Marcel Proust, Swann's Way, pp. 141-142
Up to this point I've been trying to write commentary that followed the chronological flow of the novel, although I don't particularly know why - especially with a novel that relies so much upon memory and past reflection. Essentially, I was trying to not hop back several pages, although, again, I don't know why/ I'm mentioning simply because in this case I am hopping back a few pages to Proust's discussion of the difference between the 'Meseglise way' (Swann's way) and the 'Guermantes way'. I'm doing this because, well, I should have included it earlier, first off. Why? Partially because it is important because both are mentioned repeatedly and obviously give their names to different volumes, so it is, at the least, necessary information.

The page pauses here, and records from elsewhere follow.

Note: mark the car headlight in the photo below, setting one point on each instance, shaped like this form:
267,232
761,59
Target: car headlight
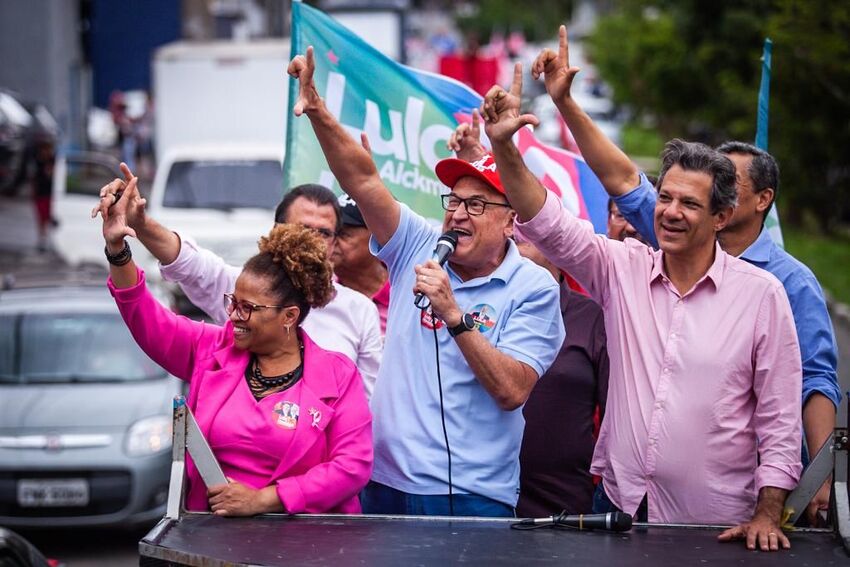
149,435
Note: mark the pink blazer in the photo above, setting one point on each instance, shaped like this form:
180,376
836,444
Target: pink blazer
326,465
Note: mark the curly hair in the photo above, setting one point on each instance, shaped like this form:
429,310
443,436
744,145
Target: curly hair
295,259
693,156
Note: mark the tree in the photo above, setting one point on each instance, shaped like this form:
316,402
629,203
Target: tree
694,68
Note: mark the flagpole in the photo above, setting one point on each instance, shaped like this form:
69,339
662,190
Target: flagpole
772,220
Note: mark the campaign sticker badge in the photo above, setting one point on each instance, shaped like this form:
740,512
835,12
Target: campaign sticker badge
287,414
429,321
485,317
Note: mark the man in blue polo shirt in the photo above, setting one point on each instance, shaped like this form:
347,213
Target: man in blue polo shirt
472,359
745,237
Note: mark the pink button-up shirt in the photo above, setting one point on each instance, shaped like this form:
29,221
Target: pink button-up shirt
704,389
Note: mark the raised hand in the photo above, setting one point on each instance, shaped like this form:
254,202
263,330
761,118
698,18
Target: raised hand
465,141
501,110
115,225
555,67
302,68
111,192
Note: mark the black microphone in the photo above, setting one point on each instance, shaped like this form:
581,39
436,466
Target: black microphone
612,522
444,248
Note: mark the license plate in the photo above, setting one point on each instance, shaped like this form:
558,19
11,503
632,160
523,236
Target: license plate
46,493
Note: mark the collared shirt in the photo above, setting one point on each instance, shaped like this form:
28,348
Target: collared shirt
347,324
554,466
702,395
381,299
516,308
811,317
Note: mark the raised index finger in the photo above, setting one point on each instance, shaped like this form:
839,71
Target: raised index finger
516,85
311,66
125,169
563,47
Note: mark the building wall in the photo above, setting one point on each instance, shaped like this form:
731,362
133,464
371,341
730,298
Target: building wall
40,57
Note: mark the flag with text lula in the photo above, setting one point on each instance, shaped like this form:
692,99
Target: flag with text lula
408,116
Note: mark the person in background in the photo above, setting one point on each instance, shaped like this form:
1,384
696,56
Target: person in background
493,327
561,411
347,324
42,191
744,237
287,420
354,265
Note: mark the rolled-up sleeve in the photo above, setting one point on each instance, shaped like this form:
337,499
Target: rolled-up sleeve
203,277
571,244
777,380
638,207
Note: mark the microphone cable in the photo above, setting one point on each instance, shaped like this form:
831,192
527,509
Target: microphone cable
443,417
555,522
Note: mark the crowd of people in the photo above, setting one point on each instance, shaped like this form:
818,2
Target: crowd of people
680,368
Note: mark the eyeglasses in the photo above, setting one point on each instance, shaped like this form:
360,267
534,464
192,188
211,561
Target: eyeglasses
323,232
474,205
244,308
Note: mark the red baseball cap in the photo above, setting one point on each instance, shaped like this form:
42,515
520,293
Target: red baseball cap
451,169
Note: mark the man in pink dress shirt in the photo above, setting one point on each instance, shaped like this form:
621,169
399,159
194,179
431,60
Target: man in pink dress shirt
703,414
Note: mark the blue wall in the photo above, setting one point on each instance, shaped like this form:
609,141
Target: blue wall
123,38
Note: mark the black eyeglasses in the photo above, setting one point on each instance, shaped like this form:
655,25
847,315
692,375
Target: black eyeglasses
244,308
474,205
323,232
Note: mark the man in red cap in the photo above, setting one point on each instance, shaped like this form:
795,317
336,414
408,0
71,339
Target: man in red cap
447,422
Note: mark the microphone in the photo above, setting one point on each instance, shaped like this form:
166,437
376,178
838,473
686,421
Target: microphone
444,248
612,522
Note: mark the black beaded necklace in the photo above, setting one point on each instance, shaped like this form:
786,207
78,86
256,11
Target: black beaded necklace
260,383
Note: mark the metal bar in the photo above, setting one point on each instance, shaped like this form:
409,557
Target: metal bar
178,460
202,455
814,476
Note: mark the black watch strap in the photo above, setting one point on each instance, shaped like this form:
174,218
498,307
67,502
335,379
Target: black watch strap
121,258
467,323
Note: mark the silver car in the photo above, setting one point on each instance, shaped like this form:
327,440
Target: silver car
85,415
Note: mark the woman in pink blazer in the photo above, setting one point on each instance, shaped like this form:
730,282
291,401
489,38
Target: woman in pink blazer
287,420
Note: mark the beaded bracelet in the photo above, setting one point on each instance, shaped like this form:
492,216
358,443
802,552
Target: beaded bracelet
121,258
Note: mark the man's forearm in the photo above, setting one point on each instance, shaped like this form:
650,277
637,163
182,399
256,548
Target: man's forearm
818,421
771,503
613,167
164,244
524,191
508,381
353,167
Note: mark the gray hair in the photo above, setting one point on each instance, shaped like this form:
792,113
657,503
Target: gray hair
693,156
763,170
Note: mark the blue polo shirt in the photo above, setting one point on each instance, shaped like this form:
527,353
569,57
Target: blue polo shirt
517,309
814,327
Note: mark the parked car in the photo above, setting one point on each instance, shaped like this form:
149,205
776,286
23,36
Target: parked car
224,197
15,551
23,125
85,415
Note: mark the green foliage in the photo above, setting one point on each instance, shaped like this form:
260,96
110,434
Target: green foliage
827,258
693,68
641,141
508,15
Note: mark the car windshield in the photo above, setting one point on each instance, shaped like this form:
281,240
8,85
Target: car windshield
224,185
56,348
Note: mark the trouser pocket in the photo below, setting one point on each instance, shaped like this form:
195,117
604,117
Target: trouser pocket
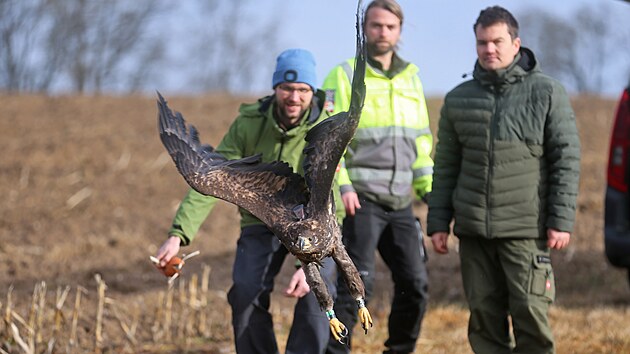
541,280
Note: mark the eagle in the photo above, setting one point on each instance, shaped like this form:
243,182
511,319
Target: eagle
299,210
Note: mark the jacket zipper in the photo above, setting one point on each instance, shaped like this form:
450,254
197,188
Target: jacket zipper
282,141
493,124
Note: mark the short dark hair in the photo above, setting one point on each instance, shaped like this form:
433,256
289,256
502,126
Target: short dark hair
389,5
496,14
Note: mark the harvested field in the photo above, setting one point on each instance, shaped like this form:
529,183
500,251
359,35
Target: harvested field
89,193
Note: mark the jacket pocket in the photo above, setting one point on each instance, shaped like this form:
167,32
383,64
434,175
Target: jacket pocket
541,279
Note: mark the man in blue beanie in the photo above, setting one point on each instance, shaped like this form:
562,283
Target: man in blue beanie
274,126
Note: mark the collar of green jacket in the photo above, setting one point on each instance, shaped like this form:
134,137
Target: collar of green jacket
267,103
524,64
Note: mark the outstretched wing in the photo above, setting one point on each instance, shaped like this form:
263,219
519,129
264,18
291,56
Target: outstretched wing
270,191
328,140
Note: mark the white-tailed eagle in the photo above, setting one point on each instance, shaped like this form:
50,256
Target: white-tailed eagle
300,211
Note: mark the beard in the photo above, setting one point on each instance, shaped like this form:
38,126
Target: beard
380,48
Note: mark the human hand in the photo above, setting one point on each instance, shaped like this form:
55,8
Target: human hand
557,239
169,248
351,202
439,240
298,287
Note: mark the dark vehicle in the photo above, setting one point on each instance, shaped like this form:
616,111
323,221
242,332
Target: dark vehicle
617,215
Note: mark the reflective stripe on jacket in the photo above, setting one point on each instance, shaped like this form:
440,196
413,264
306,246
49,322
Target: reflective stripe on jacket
389,156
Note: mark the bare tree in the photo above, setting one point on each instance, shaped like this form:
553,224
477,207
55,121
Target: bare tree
232,44
582,51
96,39
20,22
90,46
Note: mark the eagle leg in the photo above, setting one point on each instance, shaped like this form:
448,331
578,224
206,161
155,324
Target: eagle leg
318,287
353,281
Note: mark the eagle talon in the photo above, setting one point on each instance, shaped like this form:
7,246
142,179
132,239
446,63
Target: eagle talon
339,331
364,315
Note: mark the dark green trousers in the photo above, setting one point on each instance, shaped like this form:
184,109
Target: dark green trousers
508,278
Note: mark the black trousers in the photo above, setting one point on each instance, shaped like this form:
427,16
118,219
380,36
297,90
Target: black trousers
395,235
259,258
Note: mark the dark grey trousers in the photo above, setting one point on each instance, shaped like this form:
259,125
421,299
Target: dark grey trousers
259,258
508,278
395,235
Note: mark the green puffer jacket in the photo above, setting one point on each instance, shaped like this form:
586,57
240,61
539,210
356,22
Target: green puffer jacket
507,161
254,131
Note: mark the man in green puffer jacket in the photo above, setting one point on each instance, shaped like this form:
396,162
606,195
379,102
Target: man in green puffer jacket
275,127
506,170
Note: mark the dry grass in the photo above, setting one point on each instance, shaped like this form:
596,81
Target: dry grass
89,190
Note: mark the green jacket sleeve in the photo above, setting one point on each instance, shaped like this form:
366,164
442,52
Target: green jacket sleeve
447,164
562,148
338,90
192,212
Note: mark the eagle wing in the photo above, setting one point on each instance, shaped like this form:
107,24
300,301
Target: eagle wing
328,140
269,191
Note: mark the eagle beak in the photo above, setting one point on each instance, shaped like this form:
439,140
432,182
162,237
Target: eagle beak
303,243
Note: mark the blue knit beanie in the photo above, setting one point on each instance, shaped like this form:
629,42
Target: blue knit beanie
295,65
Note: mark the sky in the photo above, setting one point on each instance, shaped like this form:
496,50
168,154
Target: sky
437,34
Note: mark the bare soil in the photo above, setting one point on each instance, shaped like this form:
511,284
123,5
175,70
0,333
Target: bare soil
88,189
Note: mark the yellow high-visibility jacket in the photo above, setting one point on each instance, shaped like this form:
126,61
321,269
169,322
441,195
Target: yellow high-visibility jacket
389,157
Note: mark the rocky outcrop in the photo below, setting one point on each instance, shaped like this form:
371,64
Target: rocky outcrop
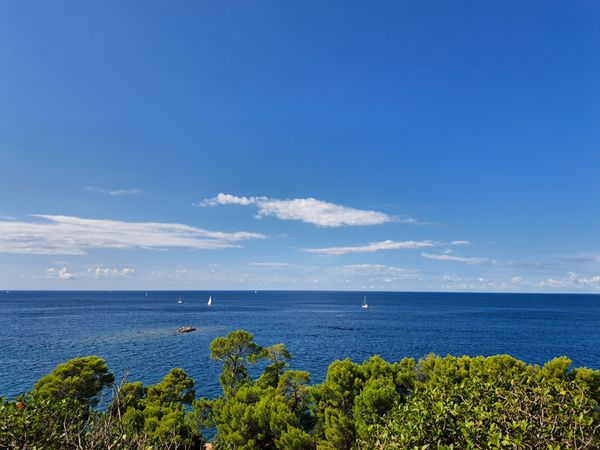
185,329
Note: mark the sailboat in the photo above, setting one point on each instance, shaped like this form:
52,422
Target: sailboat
365,304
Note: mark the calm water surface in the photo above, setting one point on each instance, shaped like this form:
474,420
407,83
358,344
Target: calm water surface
135,333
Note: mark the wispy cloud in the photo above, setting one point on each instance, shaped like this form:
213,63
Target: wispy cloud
114,192
102,272
269,264
372,247
61,274
571,281
309,210
67,235
447,255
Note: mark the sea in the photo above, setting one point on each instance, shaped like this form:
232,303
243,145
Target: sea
135,331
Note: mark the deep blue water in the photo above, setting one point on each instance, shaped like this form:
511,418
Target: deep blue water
134,332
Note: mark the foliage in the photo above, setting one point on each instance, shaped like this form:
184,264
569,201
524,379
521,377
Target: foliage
81,379
435,403
494,402
234,350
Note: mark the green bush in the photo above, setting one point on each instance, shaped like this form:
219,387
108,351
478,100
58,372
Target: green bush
436,403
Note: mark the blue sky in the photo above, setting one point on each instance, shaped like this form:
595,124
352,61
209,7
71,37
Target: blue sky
300,145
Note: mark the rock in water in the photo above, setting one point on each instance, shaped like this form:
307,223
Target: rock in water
185,329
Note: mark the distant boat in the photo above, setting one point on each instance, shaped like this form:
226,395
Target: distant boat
365,304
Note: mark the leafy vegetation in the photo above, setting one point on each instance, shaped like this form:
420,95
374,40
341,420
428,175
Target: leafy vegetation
435,403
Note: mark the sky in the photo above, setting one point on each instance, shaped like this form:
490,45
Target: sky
390,146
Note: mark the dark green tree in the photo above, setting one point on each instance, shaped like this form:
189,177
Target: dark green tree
81,379
234,351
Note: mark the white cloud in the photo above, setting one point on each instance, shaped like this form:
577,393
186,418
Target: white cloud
114,192
309,210
447,256
61,274
270,264
571,281
460,243
101,271
66,235
373,247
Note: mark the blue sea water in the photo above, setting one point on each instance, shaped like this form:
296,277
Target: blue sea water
135,331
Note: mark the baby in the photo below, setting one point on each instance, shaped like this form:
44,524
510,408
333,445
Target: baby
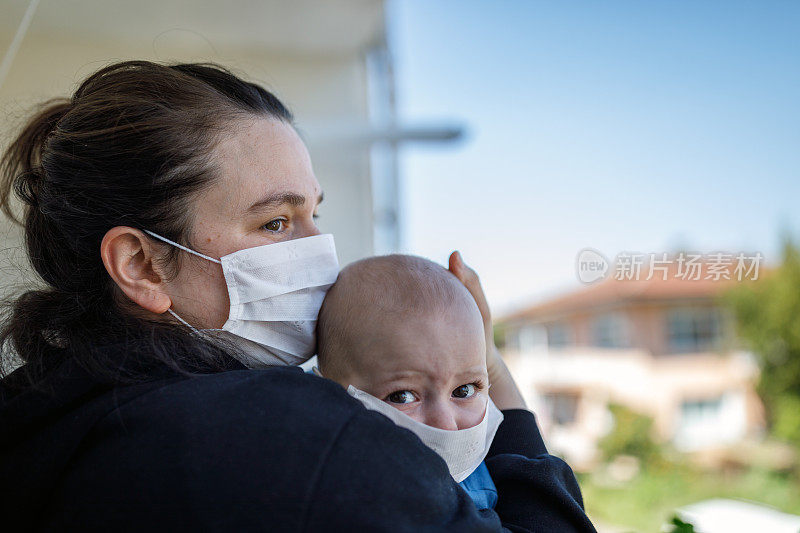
406,338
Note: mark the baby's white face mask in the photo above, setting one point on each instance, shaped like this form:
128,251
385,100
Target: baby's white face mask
275,292
462,449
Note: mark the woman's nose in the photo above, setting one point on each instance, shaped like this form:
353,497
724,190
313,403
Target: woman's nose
309,229
441,415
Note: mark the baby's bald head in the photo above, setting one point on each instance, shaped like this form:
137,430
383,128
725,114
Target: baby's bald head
391,299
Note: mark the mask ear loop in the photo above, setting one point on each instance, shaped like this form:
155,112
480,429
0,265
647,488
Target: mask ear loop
182,247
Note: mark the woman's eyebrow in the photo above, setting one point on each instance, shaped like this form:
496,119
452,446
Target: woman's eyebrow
280,198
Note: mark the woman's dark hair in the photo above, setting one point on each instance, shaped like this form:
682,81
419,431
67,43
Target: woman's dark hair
131,147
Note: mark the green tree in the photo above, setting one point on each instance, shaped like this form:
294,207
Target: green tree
767,315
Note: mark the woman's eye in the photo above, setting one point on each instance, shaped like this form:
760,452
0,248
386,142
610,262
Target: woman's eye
464,391
401,397
274,225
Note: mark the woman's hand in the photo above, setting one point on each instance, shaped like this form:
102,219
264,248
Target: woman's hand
504,391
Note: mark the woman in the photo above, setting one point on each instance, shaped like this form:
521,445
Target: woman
123,418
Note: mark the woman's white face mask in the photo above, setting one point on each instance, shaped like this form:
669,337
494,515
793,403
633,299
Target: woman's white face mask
275,293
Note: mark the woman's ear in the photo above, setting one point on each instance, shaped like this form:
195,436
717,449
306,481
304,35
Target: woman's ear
128,256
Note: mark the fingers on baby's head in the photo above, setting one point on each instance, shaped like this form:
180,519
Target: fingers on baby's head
372,293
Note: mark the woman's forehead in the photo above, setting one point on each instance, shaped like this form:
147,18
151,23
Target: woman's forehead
261,159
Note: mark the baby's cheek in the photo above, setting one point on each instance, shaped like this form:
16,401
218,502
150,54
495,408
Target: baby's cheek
472,414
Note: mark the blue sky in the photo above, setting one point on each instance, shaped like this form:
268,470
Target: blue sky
622,126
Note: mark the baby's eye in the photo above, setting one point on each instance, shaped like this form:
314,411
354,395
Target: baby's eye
275,225
401,397
464,391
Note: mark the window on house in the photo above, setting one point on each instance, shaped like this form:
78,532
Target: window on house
610,331
559,334
562,407
693,329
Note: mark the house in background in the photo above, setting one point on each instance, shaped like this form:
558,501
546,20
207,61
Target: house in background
664,347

More importantly, there is the clear metaphor of different paths that Proust, or for that matter all of us, take during our lives. And sometimes these paths seem as polar opposites as the Meseglise way and the Guermantes way seemed to the young Proust. For example, for me I have the Hoosier way and the International way, and reaching one from the other seems as logical as "to turn to the east in order to reach the west." I certainly have a tortured relationship with my Indiana roots, and, before deactivating Facebook, I had defriended several old high school acquaintances who had tracked me down and sent unexpected friend requests because of their archly conservative and at times blatantly racist and Islamophobic screeds. So, to reach the International way from the Hoosier way almost seems to defy logic. And, in turn, travelling on the Hoosier way after walking the International way is essentially impossible, as much as my brother Eric would love me to move to Indianapolis (although I would love to see him and his family more). That said, I'm sure these two disparate ways communicate and influence each other inside my addled brain and tattered soul, in much the same ways that the Aztecs and Incas indirectly influenced each other even though they didn't know that the other existed. Maybe when I'm in Sana'a or Kasgar or Zanzibar I'm still that kid from Rising Sun who never completely left the Hoosier way, but also vice versa.